I will be back on in the am and will research but when I made the same point about ones personal beliefs in work place before you took issue with that view if I recall correctly. I will look for it.
I’m sure I did, because we weren’t talking about the GOVERNMENT as the employer. I’d fire Ayo in a second, but I’m not bound by the U.S. Constitution.
I’m sure I did, because we weren’t talking about the GOVERNMENT as the employer. I’d fire Ayo in a second, but I’m not bound by the U.S. Constitution.
Your saying that regardless of what effect his rights has on the performance of his duties it would be unconstitutional for him to be canned? I don’t have the agency regulations but the broader CFR and FAR does seem to have relevancy.
§ 2635.101 Basic obligation of public service.
(13) Employees shall adhere to all laws and regulations that provide equal opportunity for all Americans regardless of race, color, religion, sex, national origin, age, or handicap.
(14) Employees shall endeavor to avoid any actions creating the appearance that they are violating the law or the ethical standards set forth in this part. Whether particular circumstances create an appearance that the law or these standards have been violated shall be determined from the perspective of a reasonable person with knowledge of the relevant facts.
§ 2635.803 Prior approval for outside employment and activities.
When required by agency supplemental regulation issued after February 3, 1993, an employee shall obtain prior approval before engaging in outside employment or activities. Where it is determined to be necessary or desirable for the purpose of administering its ethics program, an agency shall, by supplemental regulation, require employees or any category of employees to obtain prior approval before engaging in specific types of outside activities, including outside employment.
https://acquisition.gov/far/current/html/FARTOCP03.html
3.101 Standards of conduct.
3.101-1 General.
Government business shall be conducted in a manner above reproach and, except as authorized by statute or regulation, with complete impartiality and with preferential treatment for none. Transactions relating to the expenditure of public funds require the highest degree of public trust and an impeccable standard of conduct. The general rule is to avoid strictly any conflict of interest or even the appearance of a conflict of interest in Government-contractor relationships. While many Federal laws and regulations place restrictions on the actions of Government personnel, their official conduct must, in addition, be such that they would have no reluctance to make a full public disclosure of their actions.
http://webcache.googleusercontent.com/search?safe=off&hl=en&gbv=2&q=cache:lY6gLizeyqEJ:http://waronthehorizon.com/site/%3Fp%3D4475%2Bsite:waronthehorizon.com+War+on+the+Horizon&ct=clnk
I see no violations of any of those, absent more information. (And I checked those exact regs before writing the post.)
Maybe I’m just an ass, but I certainly consider “We’re gonna have to kill whitey and anyone that sides with him” to be the appearance of a conflict of interest…
Bias is not conflict of interest, though a conflict can lead to bias.

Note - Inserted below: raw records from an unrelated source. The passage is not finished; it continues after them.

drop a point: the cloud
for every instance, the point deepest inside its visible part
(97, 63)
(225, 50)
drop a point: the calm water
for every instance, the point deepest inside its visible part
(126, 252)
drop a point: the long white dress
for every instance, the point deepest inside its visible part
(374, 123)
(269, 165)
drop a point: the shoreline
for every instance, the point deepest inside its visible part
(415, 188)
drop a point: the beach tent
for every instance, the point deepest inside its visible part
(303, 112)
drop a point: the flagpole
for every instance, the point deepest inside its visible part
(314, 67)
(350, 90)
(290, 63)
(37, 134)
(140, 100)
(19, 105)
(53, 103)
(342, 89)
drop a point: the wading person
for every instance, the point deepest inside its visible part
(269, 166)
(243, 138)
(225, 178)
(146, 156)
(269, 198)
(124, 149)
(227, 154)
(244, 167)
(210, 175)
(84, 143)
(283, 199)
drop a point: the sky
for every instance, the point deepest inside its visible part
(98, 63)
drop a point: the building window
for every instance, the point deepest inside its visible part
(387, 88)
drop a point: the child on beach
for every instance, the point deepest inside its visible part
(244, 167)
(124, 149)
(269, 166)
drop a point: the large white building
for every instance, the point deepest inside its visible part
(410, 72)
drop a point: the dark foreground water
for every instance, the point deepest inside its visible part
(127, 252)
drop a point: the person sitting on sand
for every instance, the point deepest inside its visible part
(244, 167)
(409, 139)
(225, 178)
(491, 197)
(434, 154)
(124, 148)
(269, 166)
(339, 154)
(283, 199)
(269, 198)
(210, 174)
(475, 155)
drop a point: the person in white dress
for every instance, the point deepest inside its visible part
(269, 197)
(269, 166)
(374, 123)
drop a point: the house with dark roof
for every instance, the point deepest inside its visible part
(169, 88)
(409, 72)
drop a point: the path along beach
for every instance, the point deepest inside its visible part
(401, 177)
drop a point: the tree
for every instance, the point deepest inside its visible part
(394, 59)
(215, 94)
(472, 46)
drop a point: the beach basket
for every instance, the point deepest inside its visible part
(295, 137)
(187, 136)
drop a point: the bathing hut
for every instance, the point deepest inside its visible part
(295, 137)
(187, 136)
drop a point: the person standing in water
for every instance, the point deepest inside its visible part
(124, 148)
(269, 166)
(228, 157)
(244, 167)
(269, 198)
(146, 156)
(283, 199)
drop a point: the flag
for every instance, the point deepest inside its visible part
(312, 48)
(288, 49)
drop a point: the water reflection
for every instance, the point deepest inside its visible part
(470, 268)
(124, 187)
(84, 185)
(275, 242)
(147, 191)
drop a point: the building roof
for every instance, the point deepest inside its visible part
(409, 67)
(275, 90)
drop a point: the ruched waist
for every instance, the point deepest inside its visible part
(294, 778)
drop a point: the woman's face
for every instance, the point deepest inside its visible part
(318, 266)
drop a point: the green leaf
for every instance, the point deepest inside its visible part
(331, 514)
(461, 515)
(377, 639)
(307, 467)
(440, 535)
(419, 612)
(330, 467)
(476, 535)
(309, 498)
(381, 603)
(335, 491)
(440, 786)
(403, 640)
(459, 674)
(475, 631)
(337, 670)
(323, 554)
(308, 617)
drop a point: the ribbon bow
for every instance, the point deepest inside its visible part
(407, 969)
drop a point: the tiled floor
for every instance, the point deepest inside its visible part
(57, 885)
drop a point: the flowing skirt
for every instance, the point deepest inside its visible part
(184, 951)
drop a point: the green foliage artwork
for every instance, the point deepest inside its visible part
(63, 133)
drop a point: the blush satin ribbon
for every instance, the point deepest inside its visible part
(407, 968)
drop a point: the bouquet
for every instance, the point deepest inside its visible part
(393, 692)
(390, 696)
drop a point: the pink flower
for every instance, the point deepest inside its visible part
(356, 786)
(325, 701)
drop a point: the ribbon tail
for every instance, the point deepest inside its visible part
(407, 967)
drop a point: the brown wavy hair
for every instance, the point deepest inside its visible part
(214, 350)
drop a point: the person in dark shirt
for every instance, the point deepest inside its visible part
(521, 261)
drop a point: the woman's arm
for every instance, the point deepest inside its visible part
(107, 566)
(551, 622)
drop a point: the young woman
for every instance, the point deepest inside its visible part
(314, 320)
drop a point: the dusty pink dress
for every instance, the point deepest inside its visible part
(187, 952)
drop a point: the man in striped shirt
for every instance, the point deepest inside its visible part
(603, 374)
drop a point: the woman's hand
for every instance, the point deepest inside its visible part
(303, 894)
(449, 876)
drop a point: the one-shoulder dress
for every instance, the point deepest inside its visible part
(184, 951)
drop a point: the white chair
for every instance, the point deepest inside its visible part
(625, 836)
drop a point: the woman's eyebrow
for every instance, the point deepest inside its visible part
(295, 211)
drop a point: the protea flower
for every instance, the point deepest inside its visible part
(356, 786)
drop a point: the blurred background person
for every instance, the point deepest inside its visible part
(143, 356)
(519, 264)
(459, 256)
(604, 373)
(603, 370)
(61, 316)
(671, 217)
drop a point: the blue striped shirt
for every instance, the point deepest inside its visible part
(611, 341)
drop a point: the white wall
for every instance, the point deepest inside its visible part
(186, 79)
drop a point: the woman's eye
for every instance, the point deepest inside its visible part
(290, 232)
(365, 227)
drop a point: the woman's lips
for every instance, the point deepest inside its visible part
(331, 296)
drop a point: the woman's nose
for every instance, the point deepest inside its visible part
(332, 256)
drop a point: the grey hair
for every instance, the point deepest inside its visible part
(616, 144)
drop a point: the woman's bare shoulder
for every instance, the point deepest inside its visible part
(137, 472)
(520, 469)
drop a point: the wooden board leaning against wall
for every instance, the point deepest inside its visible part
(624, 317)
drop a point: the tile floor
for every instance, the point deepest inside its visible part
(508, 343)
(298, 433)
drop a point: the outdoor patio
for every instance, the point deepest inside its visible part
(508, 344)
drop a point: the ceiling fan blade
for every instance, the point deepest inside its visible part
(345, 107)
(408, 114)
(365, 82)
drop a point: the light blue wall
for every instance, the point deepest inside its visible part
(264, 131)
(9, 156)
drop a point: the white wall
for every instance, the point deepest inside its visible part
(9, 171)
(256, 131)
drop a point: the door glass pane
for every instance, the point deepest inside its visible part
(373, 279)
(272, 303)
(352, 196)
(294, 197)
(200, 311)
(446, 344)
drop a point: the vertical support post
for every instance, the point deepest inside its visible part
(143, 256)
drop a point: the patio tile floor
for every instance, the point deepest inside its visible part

This Kimathi character is looking more and more like a Major Hasan (of Fort Hood shooting infamy) by the hour – only, not (yet) doing the actual shooting all by himself.
Free speech seems to be a one way street. All things moving in the direction of free speech for me (government) but not for thee (disgruntled citizen) There are tons of examples where government entities are much less generous to conservative free speech.